Closed HarmanDotpy closed 1 year ago
Hello!
Linear classification is only for cifar and imagenet. Coco and flikr are still used for retrieval.
(See also Section 4, "evaluation" paragraph in the paper)
Sorry for the confusion!
So does this mean for classifications tasks, linear probing is used, while for retrieval tasks, 0 shot results are reported. Is this understanding correct?
Yes, that is correct! We followed the same protocol as in the original CLIP paper. Sorry for the confusion.
thanks, i had a couple of more questions
thanks!
I think all of these are standard, e.g. retrieval and linear probing evaluations can be found and performed similarly everywhere. You can easily refer to one of the VLM papers, e.g. see the CLIP paper Section 3.2, Appendix A, Appendix E, or the original retrieval dataset papers. You can also cross-compare the numbers reported in the paper with the original CLIP/BLIP/X-VLM papers if that helps.

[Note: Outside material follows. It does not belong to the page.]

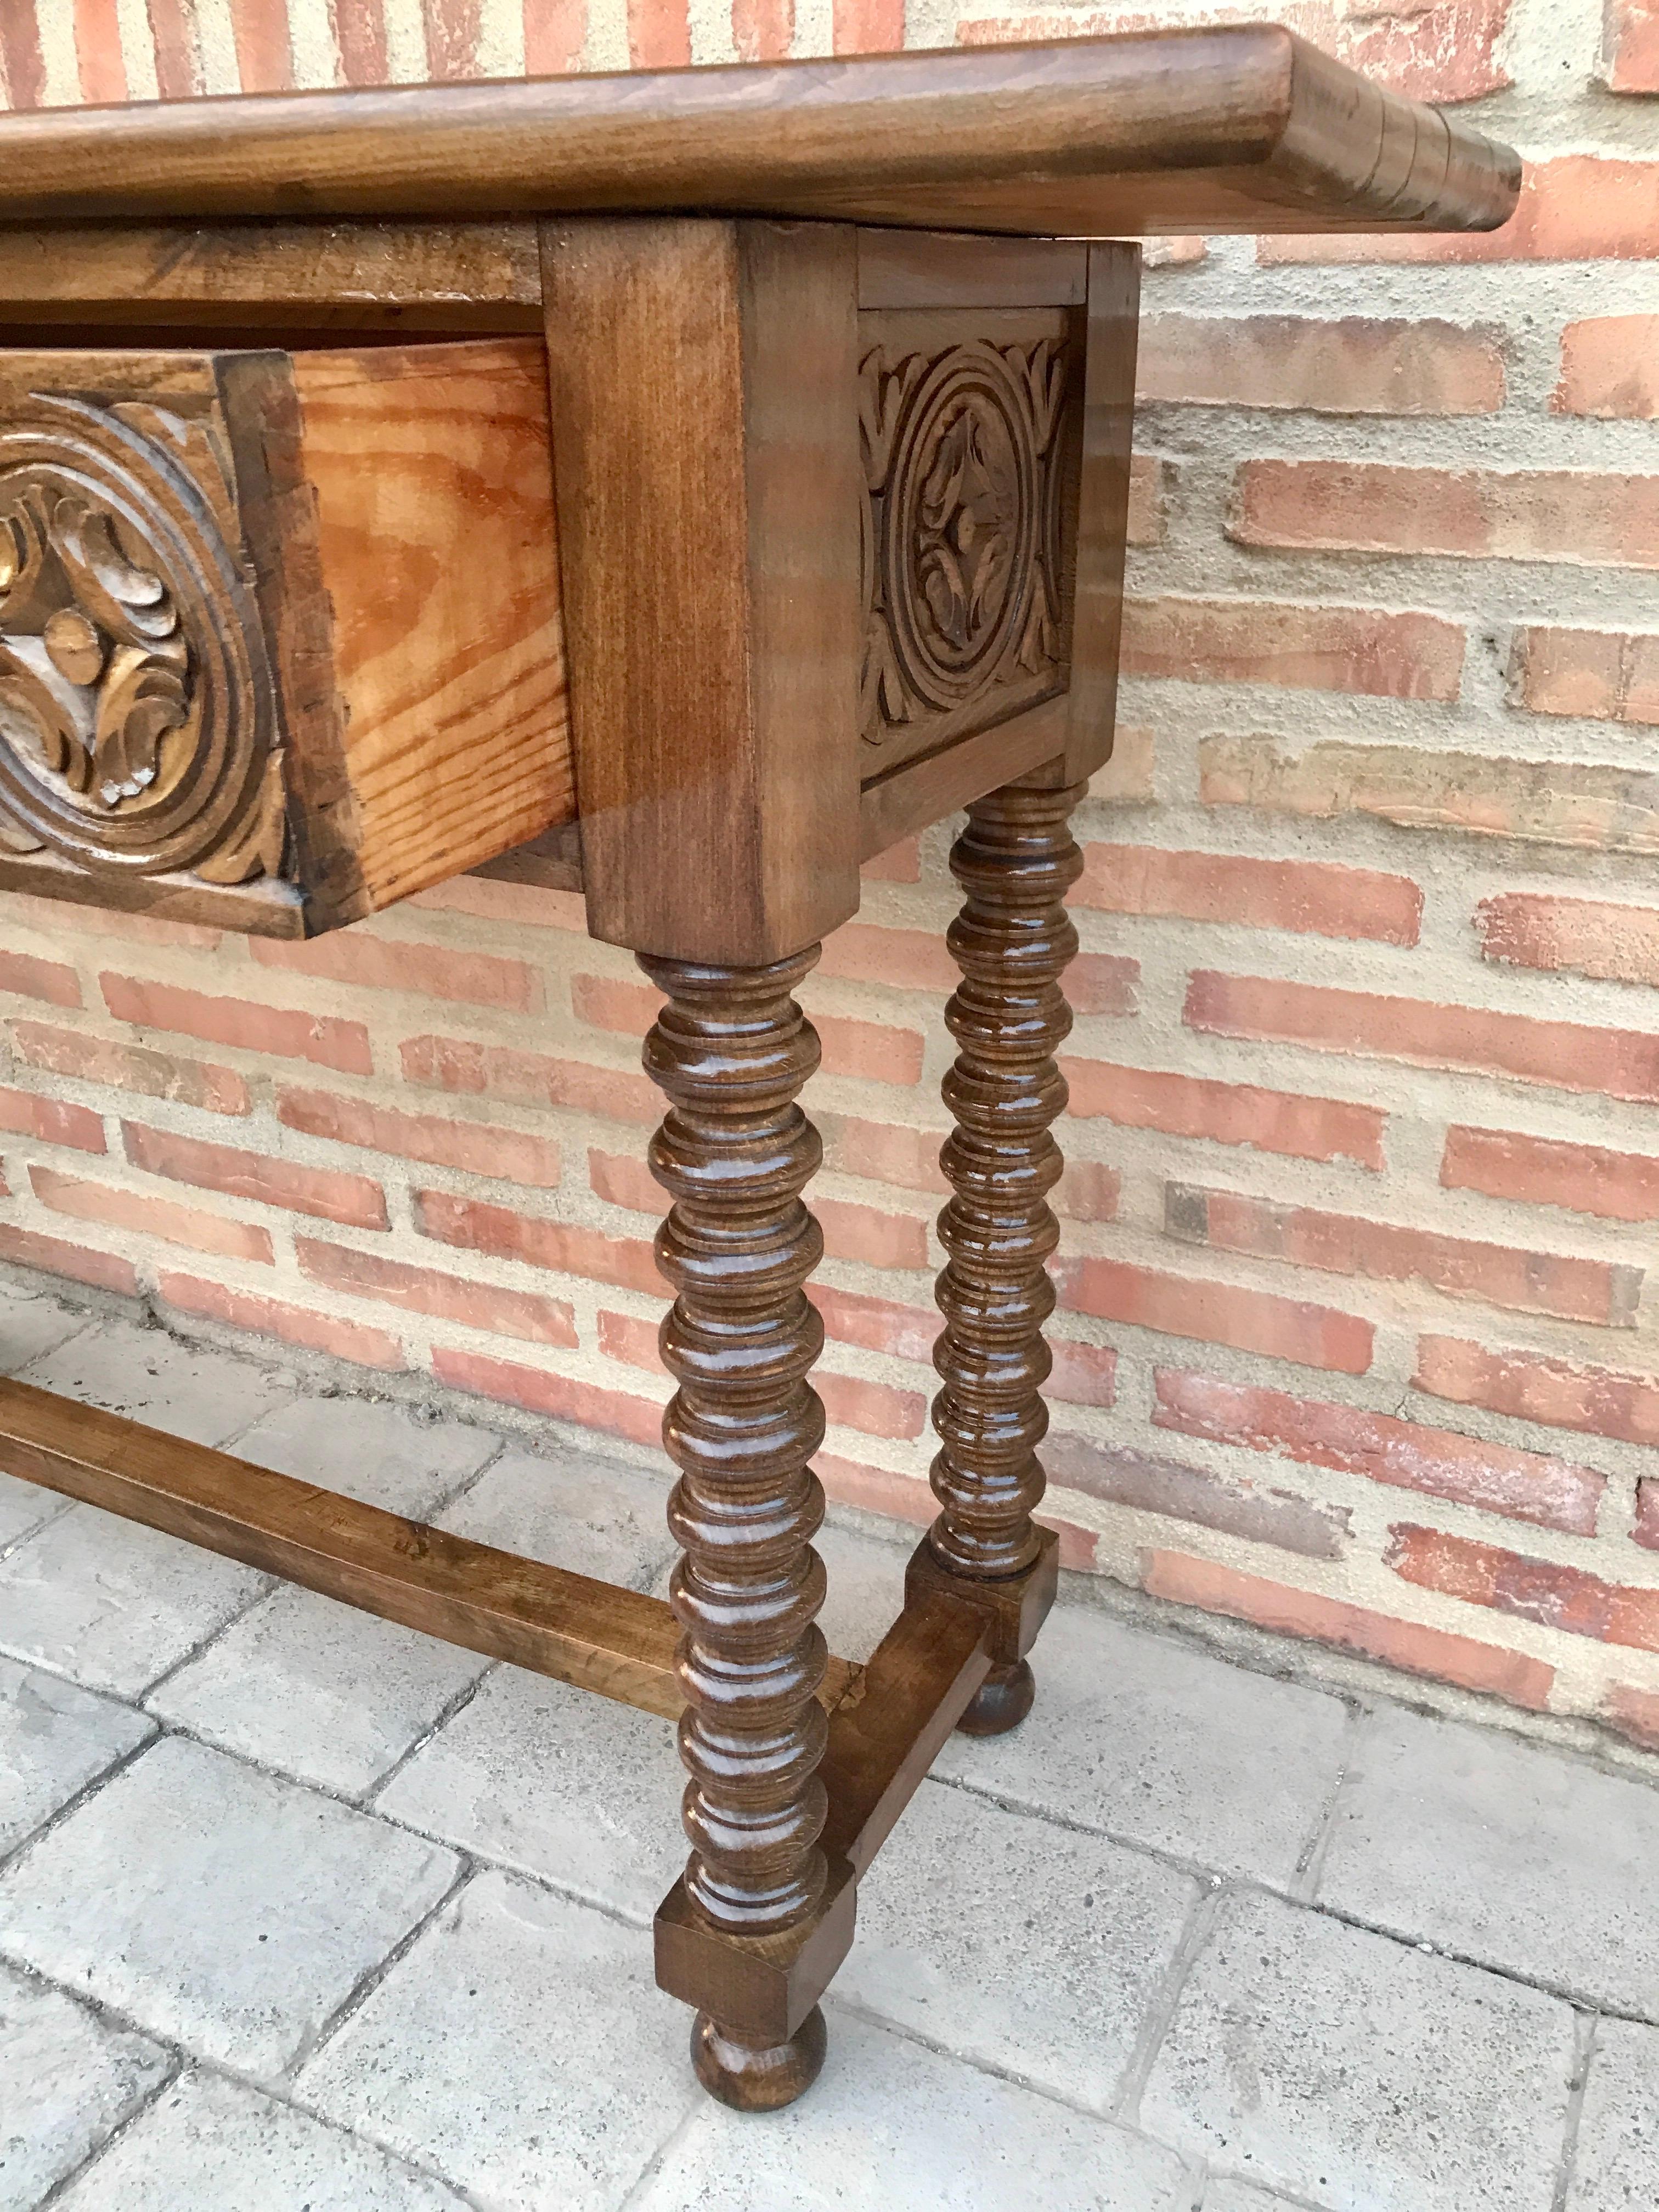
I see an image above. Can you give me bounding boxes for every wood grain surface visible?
[285,337,574,912]
[0,33,1520,240]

thanks for the references, so looking at CLIP scores for flickr and coco in this paper
vs the scores reported in CLIP paper
there seems to be some difference in these zero shot results. 0.59, 0.78, 0.30, 0.50 vs 68.7, 88, 37.8, 58.4.
oh, I guess the architectures are different...
Yup
Hi,
as per one of my previously opened issues, table6 results are numbers obtained after linear probing on the corresponding datasets (imagenet/cifar/coco/flickr).
in the previous issue, this comment https://github.com/mertyg/vision-language-models-are-bows/issues/4#issuecomment-1442634779 mentioned the linear probe structure for image classification.
I wanted to know the way you finetune the model for coco/flickr. do you have extra linear heads over image/text encoders that you finetune, or the whole model s finetuned for these 2 datasets? and is there a standard way in literature that people use for measuring downstream task performance, as done in Table6?
thanks!